From the music thread:

Music like this has always inspired me to think about the meaning of life and stuff, and obviously the composers must have had some introspective moments which have flown into the work.

I believe that creating art of various kinds and being inspired by it can be good for spiritual development up to some point.

Also, although I am a very bad singer and rarely do it (only if no one listens), I can attest to some truth in the findings of the study referred to in daverupa’s post.

Singing/making music/any kind of art can be a helpful way to deal with and process things which may be difficult to process otherwise. Some people are good at it and can even uplift and inspire others with it (or drag them down with them…), others not so.

I think it is obvious that artistic expression relies a lot on passion, is nourished by passion, and nourishes passion, and that passion in itself is never ultimately good and peaceful or insightful, but it is as with all the worldly winds that one can use them in a good or bad way to some extent.

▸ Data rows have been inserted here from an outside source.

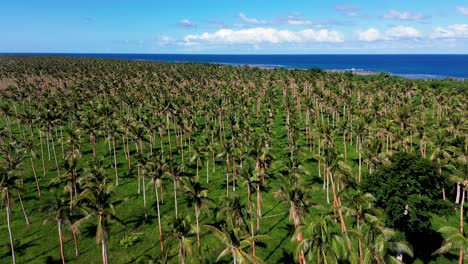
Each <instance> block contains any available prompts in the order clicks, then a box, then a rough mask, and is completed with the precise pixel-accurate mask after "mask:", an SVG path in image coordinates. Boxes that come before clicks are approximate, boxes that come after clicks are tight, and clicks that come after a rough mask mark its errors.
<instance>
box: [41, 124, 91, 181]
mask: <svg viewBox="0 0 468 264" xmlns="http://www.w3.org/2000/svg"><path fill="white" fill-rule="evenodd" d="M50 139H51V140H52V150H53V151H54V160H55V167H57V175H60V168H59V165H58V160H57V152H56V151H55V143H54V136H53V135H52V132H50ZM94 159H96V157H94Z"/></svg>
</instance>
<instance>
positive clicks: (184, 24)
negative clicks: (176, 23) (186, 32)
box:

Therefore, to seek enlightenment, one will naturally have to leave such things behind at some point, and that is why for monks and nuns there are rules about that, to not behave in such manners, to train themselves in becoming dispassionate about such sensual stimulation and instead seek to develop the blameless pleasure of meditation as an alternative, leading to liberating insight to go beyond all this craze (suttas in verse, like this, are also a form of art, making use of the reader’s/listener’s passion in visualizing this situation, yet in a quite more soberly and solemn tone, that will inspire one to seek to become free of passion; some music has connotations like that as well, I think, but with the musical intonation it is always tinged with this addictive taste of pleasure for pleasure’s sake alone that is so difficult to let go off [creating earworms and such]).

But we are not all on that level yet. And I think as laypeople we can even make good use of music for our spiritual uplifting and mental development, finding the right measure. I am very grateful for bands like Iron Maiden and the like, who have been a great solace in my youth.

However, I also notice that debauchery in musical indulgence can break my peace or clarity of mind, and even capacity to think and act conscientiously (as with very emotional music of various sorts, this can seep into the mind like poison and feel afterwards as if one had taken some kind of opiate [I have taken opium once, it was a really disgusting, “deadening” kind of pleasure]). So I think, yes, there is a point where it becomes quite detrimental, so we should try to be mindful about it.

And I am almost always annoyed when my colleague at work listens to his music on his headphones loud enough for me to hear. That is another thing one can lose track off: to not annoy others with one’s indulgance what oneself finds pleasurable.
Sometimes, however, I can feel good for him listening to this kind of music, even if I don’t like it or the sound chips away at my concentration, because it seems to help him with his concentration when he’s “in the flow”. So it depends on the mood and what we’re doing, and what these pleasures are used for, one can even have mudita with some people enjoying something when one does not like it and so the dislike can evaporate and attention go to more useful things. But that is actually really hard with music, because it so easily captivates one’s attention even if one is just annoyed with it (almost like a woman).


This is one of the most annoying unless you are a meditator.
Actually, many people are not aware of that they are doing it.